Databricks Connect for Python ships with a pyspark binary which is a PySpark REPL (a Spark shell) configured to use Databricks Connect.
Start the shell
To start the Spark shell and to connect it to your running cluster, run the following command from your activated Python virtual environment.
Note
When started with no additional parameters, the shell picks up default credentials from the environment (for example, the DATABRICKS_ environment variables or the DEFAULT configuration profile) to connect to the Azure Databricks cluster. For information about configuring a connection, see Compute configuration for Databricks Connect.
pyspark
The Spark shell appears, for example:
Python 3.10 ...
[Clang ...] on darwin
Type "help", "copyright", "credits" or "license" for more information.
Welcome to
____ __
/ __/__ ___ _____/ /__
_\ \/ _ \/ _ `/ __/ '_/
/__ / .__/\_,_/_/ /_/\_\ version 13.x.dev0
/_/
Using Python version 3.10 ...
Client connected to the Spark Connect server at sc://...:.../;token=...;x-databricks-cluster-id=...

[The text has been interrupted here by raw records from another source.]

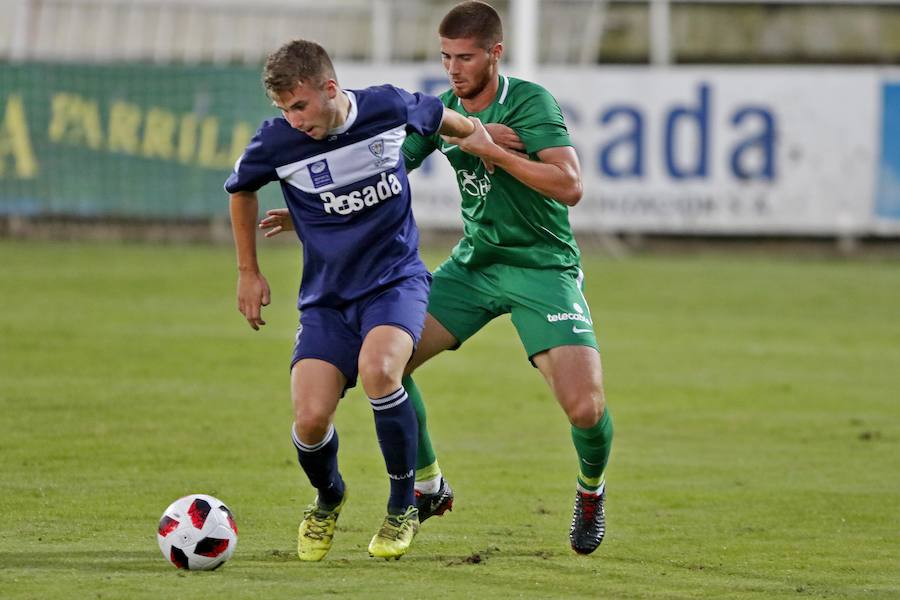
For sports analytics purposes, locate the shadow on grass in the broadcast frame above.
[0,549,162,573]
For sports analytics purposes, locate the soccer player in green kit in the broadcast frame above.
[403,2,613,554]
[260,2,613,554]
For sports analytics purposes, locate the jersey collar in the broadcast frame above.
[328,90,357,135]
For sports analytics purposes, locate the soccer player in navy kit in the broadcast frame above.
[225,40,474,561]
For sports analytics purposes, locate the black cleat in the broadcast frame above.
[416,477,453,523]
[569,489,606,554]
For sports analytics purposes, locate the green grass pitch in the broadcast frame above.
[0,241,900,599]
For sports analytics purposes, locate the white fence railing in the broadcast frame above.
[7,0,900,67]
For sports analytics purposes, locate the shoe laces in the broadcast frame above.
[578,492,600,521]
[303,505,331,540]
[378,507,417,540]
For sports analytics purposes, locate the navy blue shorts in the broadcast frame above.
[291,274,431,390]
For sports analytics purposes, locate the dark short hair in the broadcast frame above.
[263,40,337,95]
[438,1,503,50]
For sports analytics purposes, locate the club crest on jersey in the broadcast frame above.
[369,138,390,167]
[306,158,334,187]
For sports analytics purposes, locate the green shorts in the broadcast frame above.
[428,259,599,359]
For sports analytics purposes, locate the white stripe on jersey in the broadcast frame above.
[275,123,406,194]
[497,75,509,104]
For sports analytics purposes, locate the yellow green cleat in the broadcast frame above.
[297,492,347,561]
[369,506,419,559]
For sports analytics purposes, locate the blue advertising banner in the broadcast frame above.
[875,83,900,220]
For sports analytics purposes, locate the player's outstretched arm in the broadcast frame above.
[438,106,475,138]
[229,192,270,330]
[259,208,294,237]
[444,117,583,206]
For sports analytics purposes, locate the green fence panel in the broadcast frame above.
[0,63,280,219]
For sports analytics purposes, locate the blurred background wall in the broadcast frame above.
[0,0,900,238]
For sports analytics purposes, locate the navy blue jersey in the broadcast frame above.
[225,85,444,309]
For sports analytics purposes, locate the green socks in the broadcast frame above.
[572,408,613,492]
[403,375,441,481]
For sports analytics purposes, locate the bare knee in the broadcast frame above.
[359,353,403,398]
[561,392,605,429]
[294,404,332,444]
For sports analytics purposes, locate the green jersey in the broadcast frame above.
[403,75,579,268]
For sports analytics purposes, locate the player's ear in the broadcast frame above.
[488,42,503,63]
[322,79,338,100]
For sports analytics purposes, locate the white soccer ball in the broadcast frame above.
[156,494,237,571]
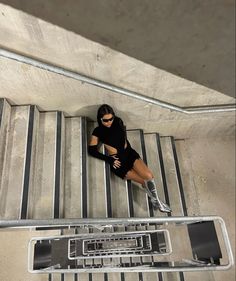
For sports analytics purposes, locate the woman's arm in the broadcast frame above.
[88,135,115,165]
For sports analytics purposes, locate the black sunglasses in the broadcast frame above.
[101,116,114,123]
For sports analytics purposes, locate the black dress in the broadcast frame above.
[89,117,140,179]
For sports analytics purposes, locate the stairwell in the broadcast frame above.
[0,99,234,281]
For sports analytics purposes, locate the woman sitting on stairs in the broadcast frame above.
[88,104,171,212]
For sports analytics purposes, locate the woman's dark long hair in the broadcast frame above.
[97,104,115,126]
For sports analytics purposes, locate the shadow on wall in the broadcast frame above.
[0,0,235,97]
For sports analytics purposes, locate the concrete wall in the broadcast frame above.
[0,4,235,138]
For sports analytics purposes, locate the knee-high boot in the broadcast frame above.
[144,179,172,213]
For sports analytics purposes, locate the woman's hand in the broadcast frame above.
[112,156,121,169]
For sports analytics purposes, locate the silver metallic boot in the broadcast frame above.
[145,179,172,213]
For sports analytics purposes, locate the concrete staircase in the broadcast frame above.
[0,99,214,281]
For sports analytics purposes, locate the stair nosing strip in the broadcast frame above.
[20,105,35,219]
[171,137,188,216]
[53,112,62,219]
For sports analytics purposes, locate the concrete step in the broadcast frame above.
[0,106,34,219]
[63,117,82,218]
[86,122,107,218]
[127,130,150,217]
[29,112,65,219]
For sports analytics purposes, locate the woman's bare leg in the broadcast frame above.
[133,159,153,180]
[125,169,145,185]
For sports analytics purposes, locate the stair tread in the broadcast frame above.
[0,106,29,219]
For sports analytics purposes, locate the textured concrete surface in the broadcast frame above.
[1,0,235,96]
[177,136,235,281]
[0,4,235,137]
[0,106,29,219]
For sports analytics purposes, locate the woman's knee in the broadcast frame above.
[144,170,154,180]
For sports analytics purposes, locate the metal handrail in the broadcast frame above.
[0,48,236,114]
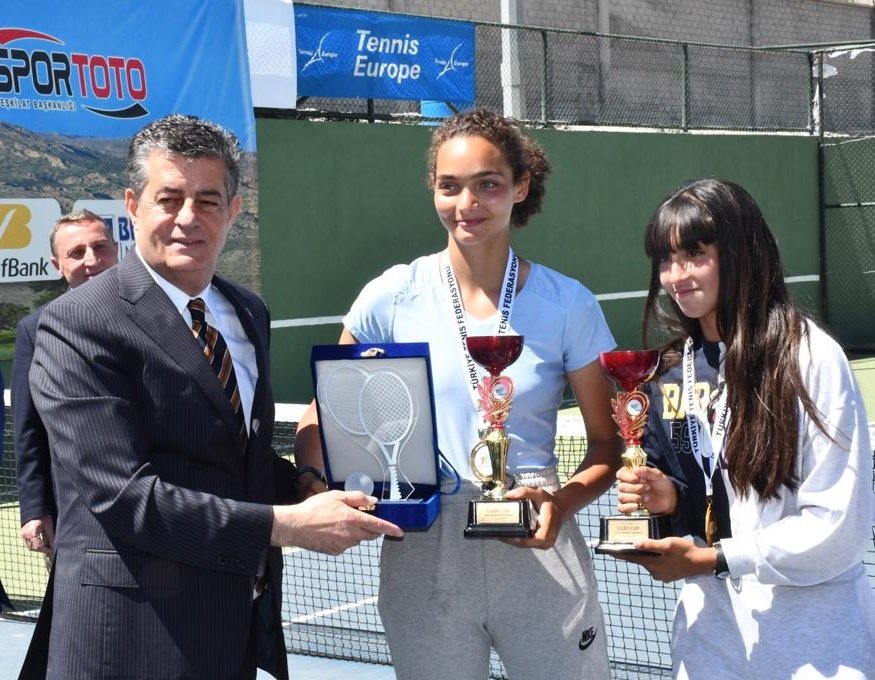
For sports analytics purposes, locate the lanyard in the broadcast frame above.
[440,248,519,412]
[683,338,729,497]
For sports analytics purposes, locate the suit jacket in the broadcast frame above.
[10,307,57,524]
[30,252,295,680]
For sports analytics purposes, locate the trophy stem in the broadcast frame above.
[471,427,510,501]
[620,441,650,517]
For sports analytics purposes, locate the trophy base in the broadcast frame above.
[594,515,671,555]
[465,498,535,538]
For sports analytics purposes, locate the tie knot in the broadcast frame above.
[188,298,207,324]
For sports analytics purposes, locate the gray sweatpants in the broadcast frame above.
[379,483,610,680]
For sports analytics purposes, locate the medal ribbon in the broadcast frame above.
[683,338,729,545]
[441,248,519,412]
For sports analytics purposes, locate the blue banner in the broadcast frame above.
[0,0,255,151]
[295,5,474,102]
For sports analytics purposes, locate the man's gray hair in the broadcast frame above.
[49,208,115,257]
[127,114,241,201]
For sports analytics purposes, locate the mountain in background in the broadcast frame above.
[0,123,261,336]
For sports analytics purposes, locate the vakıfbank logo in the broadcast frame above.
[0,28,149,118]
[0,198,61,283]
[0,203,31,250]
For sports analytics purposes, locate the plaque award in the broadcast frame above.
[465,335,534,538]
[595,350,667,554]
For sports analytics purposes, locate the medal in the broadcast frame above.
[683,338,729,545]
[705,496,717,546]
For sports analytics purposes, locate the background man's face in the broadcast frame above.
[52,222,118,288]
[125,151,240,295]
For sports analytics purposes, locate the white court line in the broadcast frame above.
[289,596,377,623]
[270,274,820,328]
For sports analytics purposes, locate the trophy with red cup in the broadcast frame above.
[465,335,534,538]
[595,350,668,554]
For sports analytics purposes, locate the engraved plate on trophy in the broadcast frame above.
[465,335,534,538]
[595,350,667,553]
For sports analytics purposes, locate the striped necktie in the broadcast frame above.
[188,298,247,448]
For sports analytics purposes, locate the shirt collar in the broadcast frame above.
[136,248,213,314]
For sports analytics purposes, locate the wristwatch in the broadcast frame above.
[295,465,328,486]
[711,541,731,578]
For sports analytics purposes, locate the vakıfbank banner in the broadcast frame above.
[0,0,257,284]
[295,5,474,102]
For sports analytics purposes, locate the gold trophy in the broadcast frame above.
[465,335,534,538]
[595,350,668,554]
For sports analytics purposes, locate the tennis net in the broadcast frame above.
[0,401,875,680]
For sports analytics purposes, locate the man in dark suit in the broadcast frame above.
[24,116,401,680]
[10,210,118,558]
[0,371,12,612]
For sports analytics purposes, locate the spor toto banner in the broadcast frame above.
[0,0,257,284]
[295,5,474,102]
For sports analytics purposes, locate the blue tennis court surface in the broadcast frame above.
[0,617,395,680]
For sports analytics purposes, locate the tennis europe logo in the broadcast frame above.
[0,203,32,250]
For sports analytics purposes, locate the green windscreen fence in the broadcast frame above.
[823,137,875,348]
[257,118,821,403]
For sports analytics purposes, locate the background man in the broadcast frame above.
[10,210,118,557]
[24,116,401,680]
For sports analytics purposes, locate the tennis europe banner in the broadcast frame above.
[295,5,474,102]
[0,0,258,290]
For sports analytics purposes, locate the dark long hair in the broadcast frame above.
[642,179,823,498]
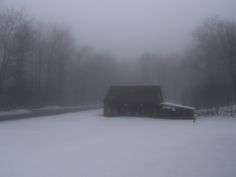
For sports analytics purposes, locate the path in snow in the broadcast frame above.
[0,110,236,177]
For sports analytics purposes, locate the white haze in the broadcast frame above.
[7,0,236,57]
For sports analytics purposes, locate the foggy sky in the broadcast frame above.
[7,0,236,57]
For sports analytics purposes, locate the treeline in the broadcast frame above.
[0,4,236,109]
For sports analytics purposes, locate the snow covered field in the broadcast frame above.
[0,110,236,177]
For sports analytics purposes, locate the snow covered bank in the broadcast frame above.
[0,105,102,121]
[0,110,236,177]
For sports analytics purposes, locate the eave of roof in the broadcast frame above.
[161,102,195,110]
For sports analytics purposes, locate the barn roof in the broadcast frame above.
[104,86,163,103]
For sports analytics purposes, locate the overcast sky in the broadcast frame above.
[5,0,236,57]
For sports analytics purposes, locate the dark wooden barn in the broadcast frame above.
[104,86,163,117]
[104,86,194,120]
[159,102,195,119]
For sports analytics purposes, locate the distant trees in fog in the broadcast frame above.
[0,7,236,109]
[186,18,236,106]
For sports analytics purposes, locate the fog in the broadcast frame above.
[7,0,236,58]
[0,0,236,110]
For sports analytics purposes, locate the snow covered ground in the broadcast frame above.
[0,110,236,177]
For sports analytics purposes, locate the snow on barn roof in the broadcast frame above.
[161,102,195,110]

SparkSession available as 'spark'.
>>>
Once the shell starts up, the spark object is available to run Apache Spark commands on the Databricks cluster. Run a simple PySpark command, such as spark.range(1,10).show(). If there are no errors, you have successfully connected.
Use the shell
Refer to Interactive Analysis with the Spark Shell for information about how to use the Spark shell with Python to run commands on your compute.

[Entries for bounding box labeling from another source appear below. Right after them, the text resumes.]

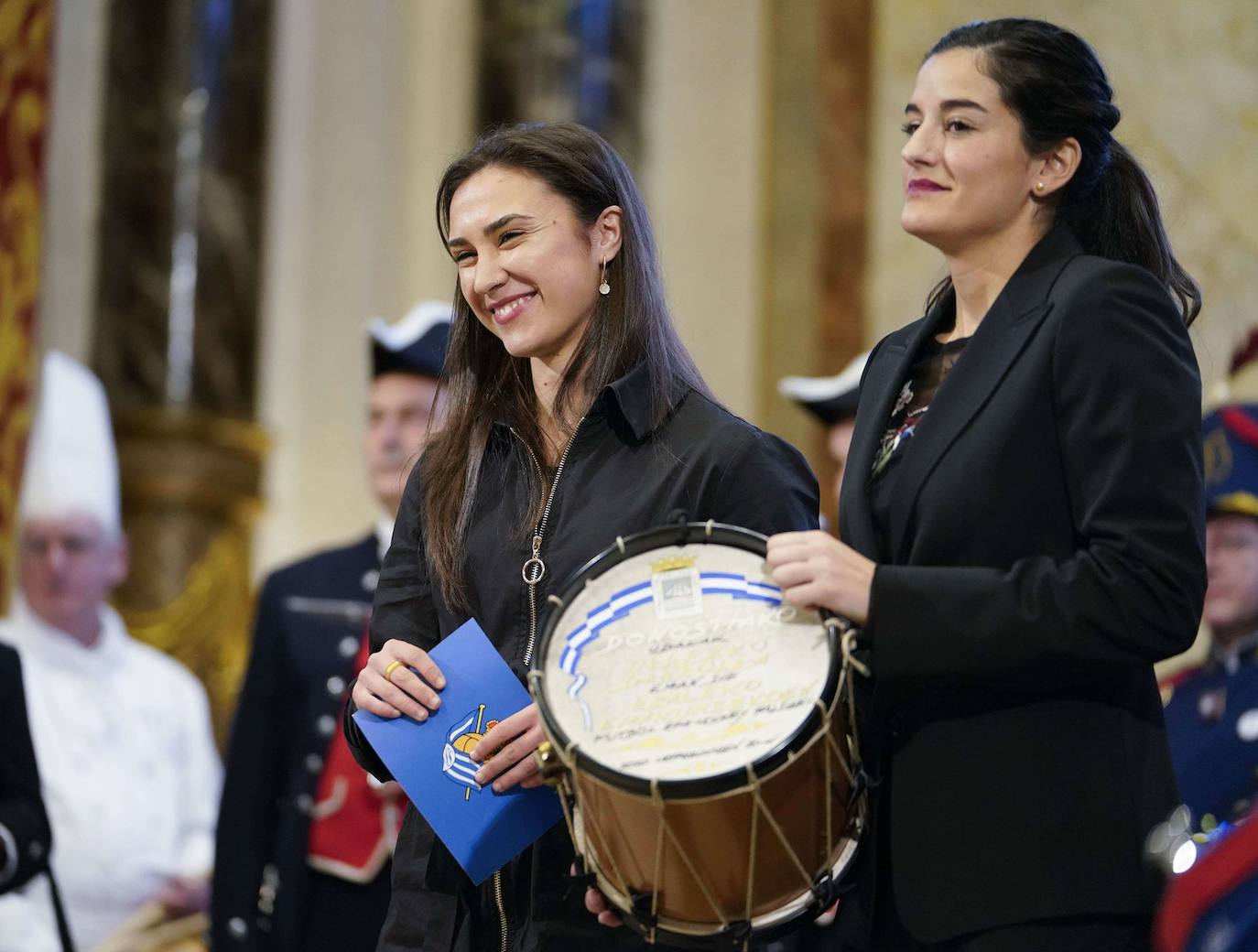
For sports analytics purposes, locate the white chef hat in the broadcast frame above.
[17,351,122,532]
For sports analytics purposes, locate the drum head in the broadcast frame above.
[534,524,838,797]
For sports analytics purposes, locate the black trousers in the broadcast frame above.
[873,915,1151,952]
[299,862,390,952]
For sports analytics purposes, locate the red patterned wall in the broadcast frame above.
[0,0,53,612]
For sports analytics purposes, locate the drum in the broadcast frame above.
[528,522,865,948]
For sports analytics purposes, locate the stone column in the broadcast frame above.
[0,0,53,615]
[760,0,873,525]
[94,0,272,740]
[479,0,645,166]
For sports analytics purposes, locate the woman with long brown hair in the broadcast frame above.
[346,124,818,952]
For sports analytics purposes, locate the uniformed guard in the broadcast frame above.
[211,302,450,952]
[777,352,869,513]
[1164,404,1258,831]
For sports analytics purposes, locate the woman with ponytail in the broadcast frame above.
[769,19,1205,952]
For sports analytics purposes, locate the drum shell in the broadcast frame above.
[571,706,853,935]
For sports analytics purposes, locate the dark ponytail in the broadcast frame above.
[926,17,1201,324]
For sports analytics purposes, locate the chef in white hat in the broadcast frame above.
[0,352,222,952]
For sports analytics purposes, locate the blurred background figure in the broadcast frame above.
[0,351,220,952]
[212,302,450,952]
[1164,404,1258,831]
[0,645,59,930]
[777,351,869,515]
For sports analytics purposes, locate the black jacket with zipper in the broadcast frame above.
[344,367,819,952]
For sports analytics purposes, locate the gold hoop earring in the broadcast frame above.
[599,255,612,297]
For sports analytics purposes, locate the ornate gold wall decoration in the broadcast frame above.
[0,0,53,615]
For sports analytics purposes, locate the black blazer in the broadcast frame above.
[839,228,1205,942]
[0,645,51,894]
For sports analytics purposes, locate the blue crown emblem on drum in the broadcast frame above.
[441,704,498,800]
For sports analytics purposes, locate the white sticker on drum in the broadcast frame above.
[650,558,703,619]
[542,544,834,780]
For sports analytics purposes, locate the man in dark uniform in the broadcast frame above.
[777,352,869,513]
[0,645,51,900]
[211,302,450,952]
[1164,405,1258,831]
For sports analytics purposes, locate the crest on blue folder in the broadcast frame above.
[441,704,498,800]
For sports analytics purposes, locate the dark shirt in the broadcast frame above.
[869,337,970,561]
[346,359,820,952]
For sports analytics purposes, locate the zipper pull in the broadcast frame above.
[519,532,546,589]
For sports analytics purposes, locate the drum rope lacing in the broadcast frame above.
[559,633,869,949]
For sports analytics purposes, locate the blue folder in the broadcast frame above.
[353,619,562,884]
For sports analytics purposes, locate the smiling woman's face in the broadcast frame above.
[448,166,602,362]
[899,49,1040,254]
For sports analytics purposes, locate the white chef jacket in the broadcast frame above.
[0,598,222,952]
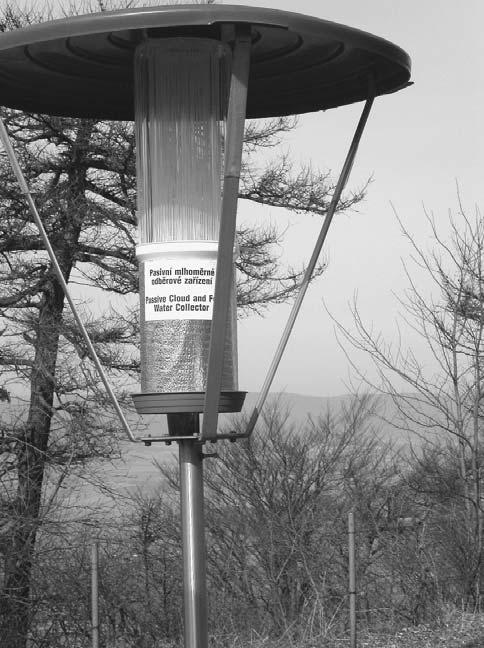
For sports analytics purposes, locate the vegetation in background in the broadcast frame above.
[0,2,361,648]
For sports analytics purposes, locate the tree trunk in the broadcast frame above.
[0,277,64,648]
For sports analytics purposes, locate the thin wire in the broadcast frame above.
[0,118,138,443]
[246,93,374,436]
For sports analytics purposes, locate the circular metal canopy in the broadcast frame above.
[0,5,410,120]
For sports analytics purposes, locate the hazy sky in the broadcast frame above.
[4,0,484,396]
[231,0,484,395]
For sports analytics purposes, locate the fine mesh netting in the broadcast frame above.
[135,38,237,393]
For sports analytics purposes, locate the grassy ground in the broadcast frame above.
[356,612,484,648]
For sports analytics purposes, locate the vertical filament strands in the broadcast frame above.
[135,38,226,243]
[135,38,237,393]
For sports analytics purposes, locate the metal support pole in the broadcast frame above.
[348,511,356,648]
[168,414,208,648]
[91,541,99,648]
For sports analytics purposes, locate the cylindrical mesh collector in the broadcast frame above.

Use the built-in spark variable to represent the SparkSession on your running cluster, for example:
>>> df = spark.read.table("samples.nyctaxi.trips")
>>> df.show(5)
+--------------------+---------------------+-------------+-----------+----------+-----------+
|tpep_pickup_datetime|tpep_dropoff_datetime|trip_distance|fare_amount|pickup_zip|dropoff_zip|
+--------------------+---------------------+-------------+-----------+----------+-----------+
| 2016-02-14 16:52:13| 2016-02-14 17:16:04| 4.94| 19.0| 10282| 10171|
| 2016-02-04 18:44:19| 2016-02-04 18:46:00| 0.28| 3.5| 10110| 10110|
| 2016-02-17 17:13:57| 2016-02-17 17:17:55| 0.7| 5.0| 10103| 10023|
| 2016-02-18 10:36:07| 2016-02-18 10:41:45| 0.8| 6.0| 10022| 10017|
| 2016-02-22 14:14:41| 2016-02-22 14:31:52| 4.51| 17.0| 10110| 10282|
+--------------------+---------------------+-------------+-----------+----------+-----------+
only showing top 5 rows
All Python code runs locally, while all PySpark code involving DataFrame operations runs on the cluster in the remote Azure Databricks workspace and run responses are sent back to the local caller.
Stop the shell
To stop the Spark shell, press Ctrl + d or Ctrl + z, or run the command quit() or exit().